Нина договорилась с местным фотографом, чтобы сделать снимок Александра Степановича. Чтобы ничего плохого не заподозрил, она решила сказать ему, что по поручению Союза писателей фотографируют всех крымских писателей.

«20.VI. <...> 4 ч. дня. В два взял морфий. Спит, выражение лица усталое и измученное. Губы сложены, как у обиженного мальчика, всегда одно из самых трогательных и нежных выражений. <...>

21.VI. <...> Вчера остро захотел к морю, вспомнил запах его, плеск волны. <...> Немного погодя: "Тяжко тебе, я ведь вижу, как все мои слова и движенья играют на твоей душе".

— А зачем ты-то обо мне заботишься. Ты больной — я о тебе должна.

— Вот и трудно нам с тобой, что наша любовь всё усложняет дело ухода и дело выздоровления. Мы очень любим друг друга, а потому всё время в состоянии душевного напряжения помощи друг другу.

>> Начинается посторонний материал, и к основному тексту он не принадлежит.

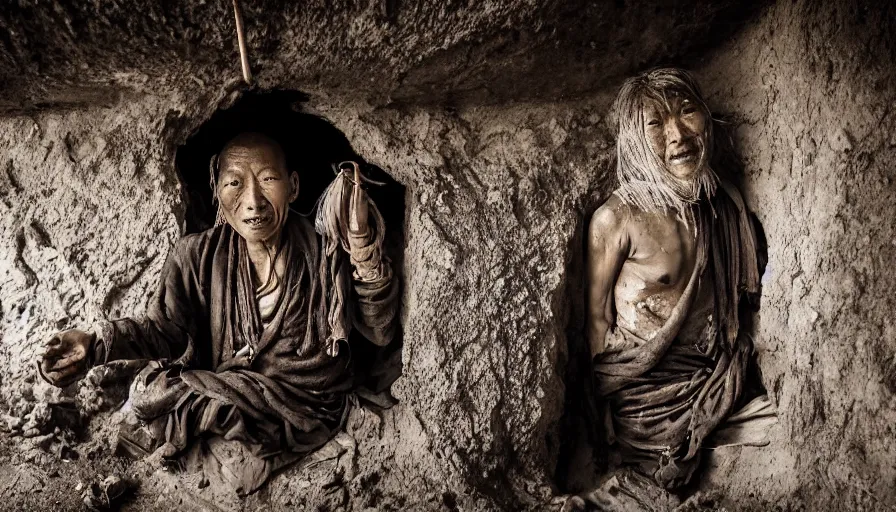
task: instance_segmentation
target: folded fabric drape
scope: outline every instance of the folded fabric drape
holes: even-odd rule
[[[759,293],[756,235],[737,190],[723,183],[694,208],[697,264],[670,317],[651,339],[617,327],[616,336],[626,343],[598,354],[593,363],[612,436],[628,460],[666,487],[690,479],[707,438],[742,405],[753,346],[740,330],[741,305]],[[715,285],[712,320],[700,339],[682,340],[707,272]],[[767,417],[768,409],[755,409]],[[748,420],[749,411],[743,416],[739,421]]]
[[[282,235],[287,258],[279,303],[267,325],[258,312],[245,242],[228,225],[182,239],[168,258],[147,314],[110,322],[95,361],[150,359],[132,388],[134,412],[158,445],[176,456],[208,436],[245,442],[255,456],[302,455],[340,427],[352,387],[351,350],[327,354],[332,261],[305,219],[291,216]],[[398,287],[388,260],[373,279],[345,279],[348,319],[378,345],[394,333]],[[347,346],[347,342],[343,341]],[[238,350],[244,346],[251,350]],[[244,492],[267,474],[246,478]],[[251,485],[249,485],[251,484]]]

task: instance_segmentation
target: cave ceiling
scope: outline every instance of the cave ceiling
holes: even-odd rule
[[[240,0],[262,88],[372,104],[562,99],[698,58],[760,7],[672,0]],[[238,82],[227,0],[0,6],[0,111]],[[686,64],[686,62],[685,62]]]

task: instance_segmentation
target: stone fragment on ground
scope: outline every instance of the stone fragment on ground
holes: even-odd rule
[[[132,482],[118,475],[109,475],[102,482],[86,486],[81,493],[81,499],[90,510],[118,510],[133,488]]]

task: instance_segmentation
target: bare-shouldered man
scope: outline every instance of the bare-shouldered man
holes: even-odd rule
[[[616,195],[594,212],[588,227],[592,357],[636,344],[619,338],[617,326],[647,340],[665,325],[697,263],[696,241],[692,223],[644,212]],[[711,305],[709,283],[700,284],[692,310],[711,314],[706,311]],[[693,313],[688,315],[690,324],[697,320]]]
[[[587,337],[611,441],[674,487],[743,405],[752,345],[740,306],[759,293],[756,240],[713,170],[713,120],[687,72],[629,79],[613,111],[619,187],[589,223]]]

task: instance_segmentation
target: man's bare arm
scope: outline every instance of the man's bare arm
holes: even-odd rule
[[[168,255],[162,279],[145,315],[100,321],[93,332],[70,329],[54,335],[39,363],[44,379],[64,387],[80,380],[91,365],[118,359],[174,359],[196,336],[201,285],[191,265],[198,246],[193,235]]]
[[[607,331],[616,323],[613,291],[622,264],[629,255],[628,216],[627,207],[616,196],[611,196],[594,212],[588,225],[586,335],[591,357],[603,352]]]

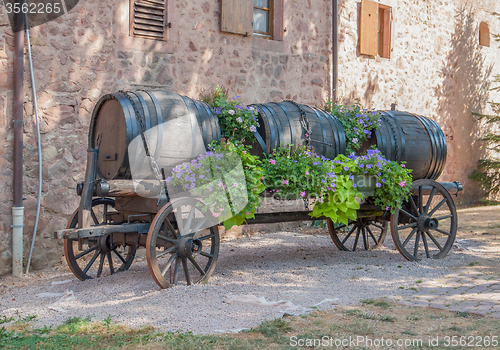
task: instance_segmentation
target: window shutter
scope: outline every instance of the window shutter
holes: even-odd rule
[[[391,15],[390,7],[379,6],[378,54],[384,58],[391,58]]]
[[[221,0],[220,30],[251,35],[253,32],[253,0]]]
[[[130,35],[167,40],[167,1],[130,0]]]
[[[479,45],[490,46],[490,28],[486,22],[479,23]]]
[[[363,55],[376,56],[378,53],[378,7],[376,2],[361,1],[359,51]]]

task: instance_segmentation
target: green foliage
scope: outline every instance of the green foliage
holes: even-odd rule
[[[222,139],[190,162],[177,165],[166,179],[169,192],[186,192],[202,201],[200,210],[210,210],[226,229],[253,218],[265,190],[261,161],[250,154],[250,146]]]
[[[500,15],[496,14],[499,18]],[[496,40],[498,41],[498,35]],[[500,75],[496,75],[494,82],[500,83]],[[492,90],[500,91],[500,85]],[[500,193],[500,102],[490,102],[493,115],[475,114],[479,121],[486,124],[488,133],[480,139],[487,145],[487,149],[492,151],[488,158],[480,159],[477,162],[477,169],[469,176],[471,180],[479,182],[479,186],[486,191],[484,197],[495,196]],[[473,113],[474,114],[474,113]]]
[[[363,109],[359,99],[352,106],[327,101],[324,110],[336,116],[344,127],[347,154],[356,153],[380,126],[380,113]]]
[[[262,183],[265,172],[259,157],[250,154],[251,147],[248,145],[238,142],[221,142],[213,143],[211,149],[214,152],[233,152],[237,154],[245,174],[247,203],[239,213],[224,221],[224,228],[229,230],[232,226],[241,225],[246,219],[255,217],[255,212],[260,206],[260,194],[266,189]]]
[[[316,202],[309,215],[326,216],[334,223],[347,225],[349,220],[356,220],[356,210],[360,208],[356,198],[362,198],[363,195],[356,191],[352,181],[346,176],[337,176],[336,184],[335,191],[329,191],[326,197]]]
[[[201,98],[215,109],[222,137],[242,142],[253,138],[258,126],[256,108],[245,106],[239,96],[229,99],[228,91],[219,86]]]
[[[394,212],[408,199],[411,188],[411,169],[405,164],[392,162],[381,156],[379,150],[368,150],[363,156],[339,155],[335,158],[335,172],[348,175],[374,176],[375,194],[373,202],[385,210]]]
[[[312,217],[326,216],[333,222],[356,218],[362,197],[347,176],[337,176],[332,161],[305,147],[278,148],[263,163],[265,185],[278,198],[318,198]]]
[[[293,145],[275,149],[262,167],[266,174],[266,188],[279,198],[320,198],[335,187],[336,175],[331,161],[309,151],[305,146]]]

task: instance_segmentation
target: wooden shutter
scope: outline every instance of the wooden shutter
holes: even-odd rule
[[[363,55],[378,53],[378,7],[376,2],[361,1],[359,51]]]
[[[220,30],[235,34],[253,33],[253,0],[221,0]]]
[[[391,8],[389,6],[379,6],[378,25],[378,54],[380,57],[391,58]]]
[[[479,23],[479,45],[490,47],[490,28],[488,23]]]
[[[130,35],[167,40],[167,1],[130,0]]]

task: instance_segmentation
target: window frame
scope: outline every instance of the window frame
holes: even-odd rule
[[[392,7],[361,0],[359,12],[359,53],[390,59],[392,52]]]
[[[253,15],[255,16],[255,10],[258,9],[258,10],[263,10],[263,11],[267,11],[269,14],[268,14],[268,27],[269,27],[269,32],[261,32],[261,31],[257,31],[255,30],[255,27],[253,26],[254,24],[254,21],[253,21],[253,18],[252,18],[252,27],[253,27],[253,35],[254,36],[257,36],[257,37],[260,37],[260,38],[263,38],[263,39],[268,39],[268,40],[273,40],[274,38],[274,21],[275,21],[275,18],[274,18],[274,9],[275,9],[275,5],[274,5],[274,0],[268,0],[269,1],[269,7],[260,7],[260,6],[255,6],[255,1],[254,0],[251,0],[254,2],[253,4]]]

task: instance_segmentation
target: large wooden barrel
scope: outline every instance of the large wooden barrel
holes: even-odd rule
[[[384,156],[405,161],[413,179],[437,179],[446,164],[446,138],[428,118],[401,111],[381,111],[381,124],[372,136]]]
[[[99,149],[98,171],[102,178],[130,179],[128,146],[141,135],[143,126],[145,130],[155,128],[154,144],[148,146],[155,158],[165,152],[178,156],[177,153],[182,153],[183,148],[189,148],[189,145],[179,145],[177,149],[165,150],[162,149],[165,142],[161,141],[178,136],[182,128],[175,122],[186,115],[196,116],[195,122],[198,123],[205,146],[221,137],[215,111],[204,102],[162,90],[120,91],[101,97],[92,113],[89,145]],[[168,130],[162,125],[177,127]],[[186,128],[189,131],[184,132],[191,132],[191,126]]]
[[[260,126],[255,135],[259,142],[254,146],[257,154],[272,152],[281,145],[304,145],[304,123],[309,124],[309,144],[316,153],[329,159],[345,153],[344,128],[331,114],[292,101],[255,104],[253,107],[259,110]]]

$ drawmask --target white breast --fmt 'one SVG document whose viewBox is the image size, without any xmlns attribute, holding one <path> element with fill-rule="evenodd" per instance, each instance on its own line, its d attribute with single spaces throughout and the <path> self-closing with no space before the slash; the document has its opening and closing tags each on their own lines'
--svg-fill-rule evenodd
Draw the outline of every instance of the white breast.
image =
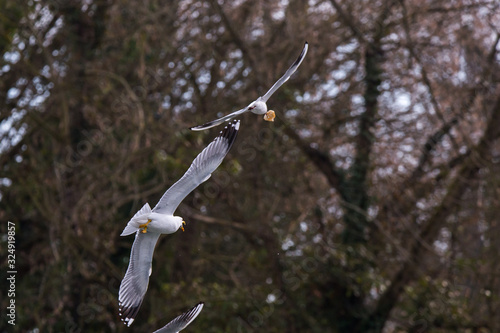
<svg viewBox="0 0 500 333">
<path fill-rule="evenodd" d="M 172 234 L 182 224 L 182 218 L 179 216 L 151 213 L 149 218 L 151 219 L 151 223 L 148 225 L 148 231 L 161 234 Z"/>
</svg>

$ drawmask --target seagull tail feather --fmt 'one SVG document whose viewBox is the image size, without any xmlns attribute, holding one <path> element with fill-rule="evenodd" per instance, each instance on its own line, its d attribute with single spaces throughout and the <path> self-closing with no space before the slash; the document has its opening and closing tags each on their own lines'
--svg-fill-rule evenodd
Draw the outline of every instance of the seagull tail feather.
<svg viewBox="0 0 500 333">
<path fill-rule="evenodd" d="M 148 221 L 149 214 L 151 214 L 151 207 L 146 203 L 127 223 L 120 236 L 128 236 L 139 230 L 139 225 Z"/>
</svg>

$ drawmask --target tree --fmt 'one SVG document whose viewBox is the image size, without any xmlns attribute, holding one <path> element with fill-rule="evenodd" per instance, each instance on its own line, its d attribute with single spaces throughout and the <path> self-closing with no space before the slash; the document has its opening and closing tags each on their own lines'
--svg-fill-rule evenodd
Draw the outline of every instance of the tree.
<svg viewBox="0 0 500 333">
<path fill-rule="evenodd" d="M 499 329 L 495 1 L 2 12 L 0 216 L 16 224 L 20 327 L 124 331 L 126 222 L 218 130 L 188 128 L 263 94 L 307 40 L 268 102 L 276 121 L 241 117 L 178 209 L 186 232 L 160 238 L 134 326 L 204 300 L 193 332 Z"/>
</svg>

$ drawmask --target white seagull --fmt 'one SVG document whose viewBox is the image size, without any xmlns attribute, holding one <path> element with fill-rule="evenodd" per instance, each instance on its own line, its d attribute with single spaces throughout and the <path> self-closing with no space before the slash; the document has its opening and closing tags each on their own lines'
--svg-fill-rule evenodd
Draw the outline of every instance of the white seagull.
<svg viewBox="0 0 500 333">
<path fill-rule="evenodd" d="M 201 312 L 203 309 L 203 302 L 196 304 L 191 310 L 184 312 L 180 316 L 175 317 L 167 325 L 163 326 L 153 333 L 179 333 L 185 329 Z"/>
<path fill-rule="evenodd" d="M 302 60 L 304 60 L 304 58 L 306 56 L 308 47 L 309 47 L 309 44 L 307 44 L 307 42 L 305 42 L 304 48 L 302 49 L 302 52 L 300 53 L 300 55 L 297 58 L 297 60 L 295 60 L 295 62 L 292 64 L 292 66 L 290 66 L 290 68 L 288 68 L 288 70 L 285 72 L 285 75 L 283 75 L 278 81 L 276 81 L 276 83 L 273 84 L 273 86 L 271 87 L 271 89 L 269 89 L 264 96 L 261 96 L 261 97 L 257 98 L 255 101 L 253 101 L 252 103 L 250 103 L 246 108 L 243 108 L 241 110 L 235 111 L 233 113 L 228 114 L 227 116 L 224 116 L 224 117 L 219 118 L 217 120 L 210 121 L 210 122 L 208 122 L 206 124 L 203 124 L 203 125 L 200 125 L 200 126 L 191 127 L 191 130 L 193 130 L 193 131 L 202 131 L 202 130 L 205 130 L 207 128 L 211 128 L 211 127 L 220 125 L 223 122 L 229 121 L 229 120 L 233 119 L 234 117 L 239 116 L 240 114 L 245 113 L 247 111 L 251 111 L 251 112 L 253 112 L 255 114 L 265 114 L 264 120 L 274 121 L 274 117 L 275 117 L 274 111 L 273 110 L 269 110 L 269 111 L 267 110 L 267 104 L 266 104 L 266 102 L 269 99 L 269 97 L 271 97 L 271 95 L 274 94 L 274 92 L 276 90 L 278 90 L 278 88 L 283 85 L 283 83 L 285 83 L 286 81 L 288 81 L 288 79 L 290 78 L 290 76 L 292 76 L 292 74 L 295 73 L 295 71 L 297 70 L 297 68 L 299 68 L 300 64 L 302 63 Z"/>
<path fill-rule="evenodd" d="M 196 156 L 184 176 L 170 187 L 151 210 L 146 203 L 128 222 L 121 233 L 135 233 L 130 262 L 118 293 L 119 312 L 122 321 L 132 325 L 148 289 L 151 262 L 156 241 L 160 234 L 172 234 L 179 228 L 184 231 L 182 217 L 174 216 L 177 206 L 222 163 L 236 139 L 240 121 L 227 125 L 223 131 Z"/>
</svg>

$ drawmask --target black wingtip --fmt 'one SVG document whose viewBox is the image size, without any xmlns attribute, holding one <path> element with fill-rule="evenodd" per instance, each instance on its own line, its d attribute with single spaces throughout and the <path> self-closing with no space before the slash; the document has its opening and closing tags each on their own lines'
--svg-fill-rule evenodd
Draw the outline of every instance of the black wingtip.
<svg viewBox="0 0 500 333">
<path fill-rule="evenodd" d="M 174 320 L 181 320 L 181 321 L 191 322 L 192 320 L 194 320 L 200 314 L 201 308 L 203 308 L 204 305 L 205 305 L 205 303 L 199 302 L 198 304 L 196 304 L 191 309 L 189 309 L 188 311 L 184 312 L 183 314 L 181 314 L 180 316 L 178 316 Z"/>
<path fill-rule="evenodd" d="M 209 128 L 208 126 L 212 125 L 211 122 L 209 123 L 206 123 L 206 124 L 203 124 L 203 125 L 198 125 L 198 126 L 193 126 L 193 127 L 189 127 L 189 129 L 191 131 L 202 131 L 206 128 Z"/>
<path fill-rule="evenodd" d="M 203 125 L 190 127 L 189 129 L 191 131 L 203 131 L 205 129 L 209 129 L 209 128 L 212 128 L 212 127 L 217 126 L 217 125 L 218 125 L 217 120 L 213 120 L 213 121 L 209 121 L 208 123 L 205 123 Z"/>
<path fill-rule="evenodd" d="M 292 66 L 290 66 L 290 69 L 293 67 L 298 67 L 300 65 L 300 63 L 302 62 L 302 60 L 304 60 L 304 58 L 306 56 L 308 48 L 309 48 L 309 43 L 305 42 L 304 47 L 302 48 L 302 52 L 300 52 L 300 55 L 297 57 L 295 62 L 292 64 Z"/>
<path fill-rule="evenodd" d="M 135 317 L 139 313 L 139 309 L 141 308 L 142 300 L 139 304 L 127 306 L 123 303 L 118 304 L 118 314 L 121 317 L 122 322 L 130 327 L 135 320 Z"/>
<path fill-rule="evenodd" d="M 203 302 L 203 301 L 198 302 L 198 303 L 197 303 L 195 306 L 193 306 L 193 307 L 191 308 L 191 310 L 189 310 L 188 312 L 193 311 L 194 309 L 198 308 L 200 305 L 205 305 L 205 302 Z"/>
<path fill-rule="evenodd" d="M 200 306 L 201 307 L 205 306 L 205 302 L 198 302 L 198 304 L 196 304 L 195 306 L 193 306 L 190 310 L 188 310 L 185 313 L 186 316 L 191 317 L 193 315 L 193 313 L 196 312 L 198 310 L 198 308 L 200 308 Z"/>
<path fill-rule="evenodd" d="M 135 320 L 135 317 L 137 316 L 137 313 L 139 312 L 140 306 L 132 306 L 132 307 L 120 307 L 119 309 L 119 314 L 121 317 L 122 322 L 127 325 L 127 327 L 130 327 L 132 323 Z"/>
<path fill-rule="evenodd" d="M 302 48 L 302 52 L 300 52 L 300 55 L 299 55 L 299 58 L 298 58 L 298 59 L 300 59 L 300 58 L 302 58 L 302 57 L 304 57 L 304 56 L 305 56 L 305 54 L 306 54 L 306 52 L 307 52 L 307 49 L 308 49 L 308 48 L 309 48 L 309 43 L 306 41 L 306 42 L 304 43 L 304 47 Z"/>
<path fill-rule="evenodd" d="M 228 150 L 231 149 L 231 146 L 236 139 L 236 134 L 240 129 L 240 121 L 233 120 L 229 124 L 227 124 L 222 131 L 220 131 L 219 137 L 226 139 L 229 142 Z"/>
</svg>

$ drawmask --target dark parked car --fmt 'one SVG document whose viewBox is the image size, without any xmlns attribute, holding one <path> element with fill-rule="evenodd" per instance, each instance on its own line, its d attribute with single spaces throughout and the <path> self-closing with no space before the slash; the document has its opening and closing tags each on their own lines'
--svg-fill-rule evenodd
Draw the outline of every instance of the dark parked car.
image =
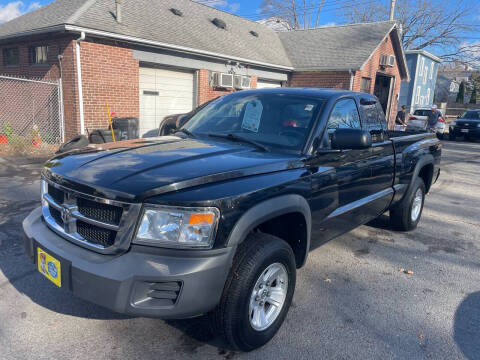
<svg viewBox="0 0 480 360">
<path fill-rule="evenodd" d="M 387 210 L 415 229 L 440 155 L 435 134 L 388 131 L 373 95 L 232 93 L 176 137 L 49 160 L 25 247 L 83 299 L 138 316 L 210 313 L 249 351 L 282 325 L 310 250 Z"/>
<path fill-rule="evenodd" d="M 463 136 L 467 140 L 480 138 L 480 109 L 467 110 L 449 125 L 449 139 Z"/>
<path fill-rule="evenodd" d="M 193 109 L 192 111 L 186 114 L 174 114 L 174 115 L 165 116 L 158 128 L 158 134 L 156 134 L 155 136 L 165 136 L 165 135 L 174 134 L 188 120 L 190 120 L 193 117 L 193 115 L 198 113 L 205 106 L 210 104 L 213 100 L 215 99 L 204 102 L 202 105 L 197 106 L 195 109 Z"/>
</svg>

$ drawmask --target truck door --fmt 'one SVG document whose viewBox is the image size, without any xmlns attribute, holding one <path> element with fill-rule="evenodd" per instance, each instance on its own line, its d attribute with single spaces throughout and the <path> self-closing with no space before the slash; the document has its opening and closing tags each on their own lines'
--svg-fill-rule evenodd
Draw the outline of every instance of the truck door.
<svg viewBox="0 0 480 360">
<path fill-rule="evenodd" d="M 312 176 L 312 247 L 317 247 L 365 222 L 365 214 L 356 205 L 370 195 L 371 149 L 329 151 L 330 138 L 336 129 L 360 129 L 361 126 L 355 100 L 338 100 L 330 112 L 320 151 L 313 159 L 320 166 L 334 169 L 336 186 L 326 187 L 324 174 L 322 177 Z"/>
<path fill-rule="evenodd" d="M 373 96 L 370 99 L 361 98 L 360 109 L 363 112 L 363 128 L 372 136 L 369 158 L 372 177 L 368 191 L 375 200 L 365 210 L 374 219 L 385 211 L 393 197 L 395 153 L 393 144 L 388 139 L 385 114 L 378 100 Z"/>
</svg>

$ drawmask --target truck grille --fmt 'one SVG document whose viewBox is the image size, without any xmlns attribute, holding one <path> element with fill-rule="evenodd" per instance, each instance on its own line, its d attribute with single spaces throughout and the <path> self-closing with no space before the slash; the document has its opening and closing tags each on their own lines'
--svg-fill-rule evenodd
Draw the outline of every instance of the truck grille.
<svg viewBox="0 0 480 360">
<path fill-rule="evenodd" d="M 102 204 L 96 201 L 77 198 L 78 211 L 91 219 L 103 221 L 112 225 L 119 225 L 122 218 L 122 208 Z"/>
<path fill-rule="evenodd" d="M 133 209 L 134 217 L 122 221 Z M 139 204 L 96 198 L 42 181 L 42 212 L 47 225 L 66 239 L 102 253 L 128 248 L 139 210 Z"/>
<path fill-rule="evenodd" d="M 117 232 L 114 230 L 103 229 L 100 226 L 91 225 L 80 220 L 77 220 L 77 233 L 86 241 L 103 247 L 112 246 L 115 236 L 117 236 Z"/>
</svg>

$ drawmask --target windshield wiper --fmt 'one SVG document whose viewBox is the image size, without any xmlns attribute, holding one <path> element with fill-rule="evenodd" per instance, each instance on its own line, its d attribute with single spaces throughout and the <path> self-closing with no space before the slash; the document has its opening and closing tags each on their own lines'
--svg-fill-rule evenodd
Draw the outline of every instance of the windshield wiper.
<svg viewBox="0 0 480 360">
<path fill-rule="evenodd" d="M 177 133 L 184 133 L 185 135 L 188 135 L 192 138 L 196 138 L 197 136 L 194 135 L 190 130 L 187 130 L 187 129 L 178 129 L 177 131 L 175 131 L 175 134 Z"/>
<path fill-rule="evenodd" d="M 262 145 L 254 140 L 250 140 L 250 139 L 247 139 L 247 138 L 244 138 L 242 136 L 239 136 L 239 135 L 235 135 L 235 134 L 216 134 L 216 133 L 209 133 L 208 136 L 210 137 L 218 137 L 218 138 L 222 138 L 222 139 L 228 139 L 228 140 L 233 140 L 233 141 L 237 141 L 237 142 L 243 142 L 243 143 L 246 143 L 246 144 L 250 144 L 250 145 L 253 145 L 255 146 L 257 149 L 259 150 L 262 150 L 262 151 L 268 151 L 268 148 L 265 146 L 265 145 Z"/>
</svg>

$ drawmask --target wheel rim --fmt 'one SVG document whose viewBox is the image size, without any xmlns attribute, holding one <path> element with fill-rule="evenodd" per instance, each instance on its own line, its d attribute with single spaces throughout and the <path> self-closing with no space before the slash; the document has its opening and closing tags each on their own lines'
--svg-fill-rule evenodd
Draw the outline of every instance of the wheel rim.
<svg viewBox="0 0 480 360">
<path fill-rule="evenodd" d="M 274 263 L 258 278 L 250 296 L 250 325 L 257 330 L 267 329 L 283 309 L 288 290 L 288 273 L 283 264 Z"/>
<path fill-rule="evenodd" d="M 413 198 L 412 204 L 412 221 L 417 221 L 418 217 L 420 216 L 420 211 L 422 210 L 422 202 L 423 202 L 423 192 L 422 189 L 418 189 L 415 193 L 415 197 Z"/>
</svg>

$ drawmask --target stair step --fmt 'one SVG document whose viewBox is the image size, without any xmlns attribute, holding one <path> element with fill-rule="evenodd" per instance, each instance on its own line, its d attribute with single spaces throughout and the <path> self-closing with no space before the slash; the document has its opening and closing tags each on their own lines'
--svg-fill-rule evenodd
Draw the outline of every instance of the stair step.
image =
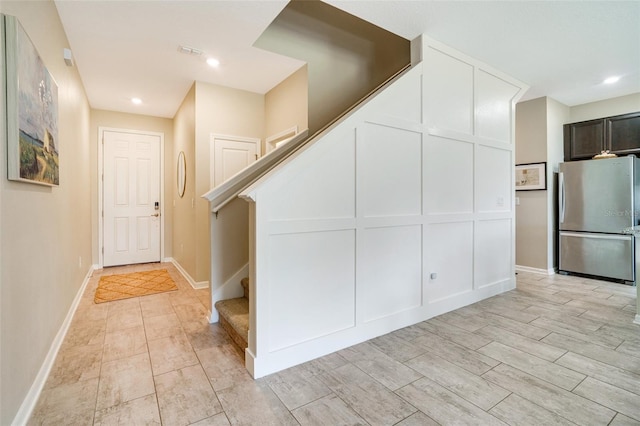
<svg viewBox="0 0 640 426">
<path fill-rule="evenodd" d="M 244 297 L 249 298 L 249 277 L 245 277 L 240 281 L 242 284 L 242 290 L 244 291 Z"/>
<path fill-rule="evenodd" d="M 238 297 L 220 300 L 215 308 L 220 315 L 220 325 L 244 354 L 249 339 L 249 299 Z"/>
</svg>

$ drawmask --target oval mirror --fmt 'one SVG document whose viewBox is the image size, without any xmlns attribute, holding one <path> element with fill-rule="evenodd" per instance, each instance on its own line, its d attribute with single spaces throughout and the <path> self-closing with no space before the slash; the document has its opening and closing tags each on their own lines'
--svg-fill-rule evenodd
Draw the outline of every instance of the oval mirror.
<svg viewBox="0 0 640 426">
<path fill-rule="evenodd" d="M 178 154 L 178 195 L 184 196 L 184 189 L 187 185 L 187 161 L 184 158 L 184 151 Z"/>
</svg>

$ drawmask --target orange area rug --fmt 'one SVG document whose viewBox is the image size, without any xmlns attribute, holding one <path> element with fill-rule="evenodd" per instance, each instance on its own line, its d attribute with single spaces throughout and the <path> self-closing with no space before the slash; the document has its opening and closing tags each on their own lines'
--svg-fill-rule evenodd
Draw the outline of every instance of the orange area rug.
<svg viewBox="0 0 640 426">
<path fill-rule="evenodd" d="M 103 275 L 100 277 L 93 301 L 95 303 L 104 303 L 177 289 L 178 286 L 166 269 L 121 275 Z"/>
</svg>

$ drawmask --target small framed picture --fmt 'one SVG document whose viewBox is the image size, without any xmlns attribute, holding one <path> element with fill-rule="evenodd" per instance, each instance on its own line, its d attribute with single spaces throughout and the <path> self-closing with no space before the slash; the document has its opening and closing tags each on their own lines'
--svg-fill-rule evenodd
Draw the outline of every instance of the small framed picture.
<svg viewBox="0 0 640 426">
<path fill-rule="evenodd" d="M 516 164 L 516 191 L 547 189 L 547 163 Z"/>
</svg>

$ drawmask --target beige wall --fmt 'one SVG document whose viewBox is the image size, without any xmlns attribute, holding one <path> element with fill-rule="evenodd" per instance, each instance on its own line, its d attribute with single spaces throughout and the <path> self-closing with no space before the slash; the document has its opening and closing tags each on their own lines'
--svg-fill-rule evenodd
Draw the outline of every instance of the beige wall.
<svg viewBox="0 0 640 426">
<path fill-rule="evenodd" d="M 265 139 L 298 126 L 308 128 L 309 76 L 304 66 L 265 95 Z M 262 147 L 263 154 L 265 146 Z"/>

Вспоминали жизнь в Отузах, как рокотало камушками море, какие мы были жадные к жизни. <...> Потом разговор перешел на Питер, сначала на Тихонова. Удивилась я — почему Тихонов хорошо к Саше относится.

— Группа Тихонов, Слонимский и несколько других ценят и любят меня как писателя. <...> Жену Тихонова знаю еще до замужества. Она несколько раз заходила ко мне. Из восторженных. <...>

Говорил о Тарченко и его попытках.5

— Почему меня круче не попробовали?

— Потому что, посмотрев, увидели, что ты одинок, за тобой никого. (Что-то густо зачеркнуто. — Ю.П.). — Пожалуй, это самое верное.

Очень ослабел к вечеру. Настолько исхудал, что сегодня я его на руках переложила на кровати, подняв. Это мужчину-то в 2 аршина 8 с половиной вершков».6

Вспоминает Мария Васильевна Шемплинская: «Болел Грин долго. Когда я незадолго до его смерти зашла к Нине Николаевне, она печально сказала:

— Если бы вы знали, каким легким стал Александр Степанович! Я сегодня сама смогла перенести на кушетку».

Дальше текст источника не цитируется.